Updates will be done nightly via some sort of a batch process.

What kind of hardware would be needed for this sort of application? The
queries are not complex, it's just a lot of data.

Would a midrange Celeron processor with 256 MB RAM be sufficient? How would
backups work for a database this large?

Is PostgreSQL even the best database engine for this app? Perhaps MySQL? Or
maybe a Microsoft solution?

Thanks so much,
David


Re: Hardware needed for 15,000,000 record DB?

From
Jeremy Buchmann
Date:
pdg@stratos.net wrote:
> Hello,  :-)
>
> Can someone help me spec out the hardware needed for a simple web-based
> database app?
>
> Basically, that application needs to lookup a single row by its primary key.
> This would be fairly straightforward, except that the table needs to contain
> up to 15 million records.  Each row will contain approximately 25  variable
> length CHAR fields with perhaps a total of 3 to 4 kilobytes of data per row.
>
> Updates will be done nightly via some sort of a batch process.
>
> What kind of hardware would be needed for this sort of application? The
> queries are not complex, it's just a lot of data.

Databases are I/O bound...if your I/O is slow, your database will be slow.
So your goal is to minimize the amount of I/O needed and the time it takes
to do the I/O.  You minimize the amount of I/O by getting things with big
caches.  You minimize the amount of time the I/O takes by using fast
storage devices.

This means SCSI.  If you have limited funds, spend them on fast SCSI disks
with big caches and a good controller instead the latest and greatest
processor.

If you have the funds, look into getting a RAID card with a big cache on it.
A RAID 1 or 5 also helps out if a disk crashes.

> Would a midrange Celeron processor with 256 MB RAM be sufficient?
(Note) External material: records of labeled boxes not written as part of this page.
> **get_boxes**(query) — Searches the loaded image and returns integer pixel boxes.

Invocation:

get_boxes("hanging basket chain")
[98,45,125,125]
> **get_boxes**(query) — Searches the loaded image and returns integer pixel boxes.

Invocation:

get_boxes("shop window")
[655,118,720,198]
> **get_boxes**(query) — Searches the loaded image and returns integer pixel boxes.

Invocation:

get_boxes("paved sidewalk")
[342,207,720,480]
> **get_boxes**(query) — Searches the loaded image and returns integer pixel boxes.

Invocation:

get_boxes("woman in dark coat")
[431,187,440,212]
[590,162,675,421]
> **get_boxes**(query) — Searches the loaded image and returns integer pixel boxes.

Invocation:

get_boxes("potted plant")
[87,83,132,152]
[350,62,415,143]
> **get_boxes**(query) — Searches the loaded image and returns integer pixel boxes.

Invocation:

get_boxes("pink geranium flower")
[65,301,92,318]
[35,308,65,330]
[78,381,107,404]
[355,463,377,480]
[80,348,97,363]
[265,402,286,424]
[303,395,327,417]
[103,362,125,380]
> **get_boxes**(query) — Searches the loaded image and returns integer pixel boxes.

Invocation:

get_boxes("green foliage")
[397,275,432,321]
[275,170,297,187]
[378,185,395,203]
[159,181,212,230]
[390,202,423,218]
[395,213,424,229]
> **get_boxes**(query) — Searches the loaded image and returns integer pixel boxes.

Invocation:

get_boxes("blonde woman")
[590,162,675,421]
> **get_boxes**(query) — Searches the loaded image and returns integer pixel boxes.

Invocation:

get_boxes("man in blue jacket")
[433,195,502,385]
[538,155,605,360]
How would
> backups work for a database this large?

I would not use the Celeron.  The Celeron lacks cache, and you want all the
cache you can afford.  One user posted benchmarks to this list showing the
Celeron to be twice as slow as a PIII at the same clock speed.

Buy a lot of memory.  And make sure the motherboard you get can support a lot
of memory (i.e., it has 4 or more slots for RAM).
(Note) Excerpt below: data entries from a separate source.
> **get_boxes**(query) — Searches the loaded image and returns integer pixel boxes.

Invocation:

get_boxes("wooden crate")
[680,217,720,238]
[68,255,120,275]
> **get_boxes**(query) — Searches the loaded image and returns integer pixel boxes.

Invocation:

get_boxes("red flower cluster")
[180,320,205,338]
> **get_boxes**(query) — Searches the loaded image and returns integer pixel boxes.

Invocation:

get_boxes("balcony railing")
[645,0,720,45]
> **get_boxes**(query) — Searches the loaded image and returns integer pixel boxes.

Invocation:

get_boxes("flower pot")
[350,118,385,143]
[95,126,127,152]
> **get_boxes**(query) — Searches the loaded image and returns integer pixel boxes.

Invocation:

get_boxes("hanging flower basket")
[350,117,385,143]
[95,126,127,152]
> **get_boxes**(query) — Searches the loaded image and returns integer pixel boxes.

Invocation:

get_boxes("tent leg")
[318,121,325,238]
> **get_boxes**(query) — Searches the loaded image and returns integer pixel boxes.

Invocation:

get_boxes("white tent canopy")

Backups: DDS3/4 tape is a good, but expensive choice.  It's one of the few backup
technologies that has cheap media and is vendor-neutral.  Stay away from
"Big floppies" like Jaz drives.  They're too flaky.

> Is PostgreSQL even the best database engine for this app? Perhaps MySQL? Or
> maybe a Microsoft solution?

MySQL is traditionally faster at pumping out web pages with pure speed, but
PostgreSQL has been catching up very quickly.  Also, PostgreSQL has
traditionally been able to handle many more concurrent users, but I think
MySQL has been getting better there, too.  I haven't seen any banchmarks
with recent versions of either database.  They're both free, so try some
tests with both of them (but don't forget to tune them properly).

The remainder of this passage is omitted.